Quand l'ivrogne recommença à s'endormir, Sebastian le secoua à nouveau et il dut admettre qu'il le faisait au moins en partie par exaspération. Il fallait qu'il sache quel message Sophia avait confié à cet homme.

Pourquoi lui ? N'y avait-il eu personne d'autre à qui Sophia aurait pu confier son message ? En regardant l'homme qu'il empêchait quasiment de s'écrouler au sol, Sebastian trouva la réponse : elle avait été sûre que Sebastian rencontrerait cet homme parce qu'elle avait deviné qu'il n'irait nulle part.

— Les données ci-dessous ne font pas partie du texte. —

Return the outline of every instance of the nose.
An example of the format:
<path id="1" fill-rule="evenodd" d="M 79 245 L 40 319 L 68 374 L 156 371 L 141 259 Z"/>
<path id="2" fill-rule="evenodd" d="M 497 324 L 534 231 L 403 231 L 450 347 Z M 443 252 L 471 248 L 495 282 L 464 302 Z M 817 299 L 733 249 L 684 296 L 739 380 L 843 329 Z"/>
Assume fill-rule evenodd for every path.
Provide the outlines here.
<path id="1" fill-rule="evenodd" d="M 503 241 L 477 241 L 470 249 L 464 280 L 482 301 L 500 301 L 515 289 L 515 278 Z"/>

Il avait été le meilleur moyen de faire passer un message à Sebastian s'il partait à sa recherche.

Cela signifiait qu'elle voulait qu'il la recherche. Elle voulait qu'il puisse la retrouver. Rien que cette pensée suffisait à redonner courage à Sebastian parce que cela signifiait que Sophia était peut-être prête à lui pardonner tout ce qu'il lui avait fait. Si elle n'envisageait pas qu'ils soient à nouveau ensemble dans l'avenir, elle ne lui fournirait pas le moyen de savoir où elle était partie, n'est-ce pas ?

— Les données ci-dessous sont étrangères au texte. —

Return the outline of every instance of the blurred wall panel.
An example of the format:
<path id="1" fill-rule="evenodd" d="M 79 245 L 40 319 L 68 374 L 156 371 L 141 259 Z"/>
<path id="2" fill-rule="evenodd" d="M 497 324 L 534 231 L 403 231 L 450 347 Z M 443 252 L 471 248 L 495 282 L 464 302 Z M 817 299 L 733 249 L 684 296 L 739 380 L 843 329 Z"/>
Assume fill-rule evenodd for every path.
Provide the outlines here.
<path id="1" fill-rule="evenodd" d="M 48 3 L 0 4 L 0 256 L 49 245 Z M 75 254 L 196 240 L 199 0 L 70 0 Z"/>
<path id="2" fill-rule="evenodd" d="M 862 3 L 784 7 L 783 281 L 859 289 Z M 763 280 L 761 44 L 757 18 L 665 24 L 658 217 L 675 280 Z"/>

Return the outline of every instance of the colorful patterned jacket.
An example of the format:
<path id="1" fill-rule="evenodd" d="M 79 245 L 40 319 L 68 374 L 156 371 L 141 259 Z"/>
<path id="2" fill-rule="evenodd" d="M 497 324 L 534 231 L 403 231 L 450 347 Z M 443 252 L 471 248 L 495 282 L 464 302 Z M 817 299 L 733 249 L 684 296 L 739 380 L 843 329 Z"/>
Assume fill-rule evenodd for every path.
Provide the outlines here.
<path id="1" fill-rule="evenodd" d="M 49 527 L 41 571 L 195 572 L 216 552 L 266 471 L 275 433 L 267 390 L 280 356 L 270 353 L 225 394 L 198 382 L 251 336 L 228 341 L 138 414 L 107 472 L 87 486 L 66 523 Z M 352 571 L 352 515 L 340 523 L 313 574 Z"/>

“Quel était le message ?” répéta Sebastian.

“Elle m'a donné de l'argent”, dit l'homme. “Elle m'a dit de dire que … zut, je sais que je m'en souvenais …”

“Réfléchissez”, dit Sebastian. “C'est important.”

“Elle m'a dit de vous dire qu'elle était partie à Barriston !” dit l'ivrogne d'un ton triomphant. “Elle m'a dit de dire que je l'avais vue de mes propres yeux.”

“A Barriston ?” demanda Sebastian en regardant le panneau du carrefour. “Tu en es certain ?”

Cette ville ne lui semblait pas être un endroit où Sophia aurait une quelconque raison de se rendre mais peut-être était-ce le but de la manœuvre, vu qu'elle était en fuite. C'était une sorte de ville provinciale qui, bien que n'ayant ni la taille ni la population d'Ashton, avait acquis une certaine richesse grâce à l'industrie du gant. Peut-être n'était-ce pas une si mauvaise destination pour Sophia.

L'autre homme hocha la tête et cela suffit à convaincre Sebastian. Si Sophia lui avait laissé un message, alors, peu importait la personne qu'elle avait choisie pour le transmettre. Ce qui comptait, c'était qu'il avait reçu son message et qu'il savait où il fallait qu'il aille la chercher. En guise de remerciement, Sebastian prit une pièce dans la bourse qu'il avait à la ceinture, la jeta à l'homme du carrefour puis remonta précipitamment à cheval.

Il fit partir sa monture vers l'ouest et l'éperonna pour qu'elle fonce dans la direction de Barriston. Il allait lui falloir du temps pour y arriver mais il forcerait son cheval à aller aussi vite qu'il l'oserait. Il la rattraperait là-bas ou peut-être même sur la route. D'une façon ou d'une autre, il la retrouverait et ils seraient à nouveau ensemble.

“J'arrive, Sophia”, promit-il pendant que, autour de lui, le paysage des Ridings défilait à toute vitesse. Maintenant qu'il savait que Sophia voulait qu'il la trouve, il ferait tout ce qu'il faudrait pour la rattraper.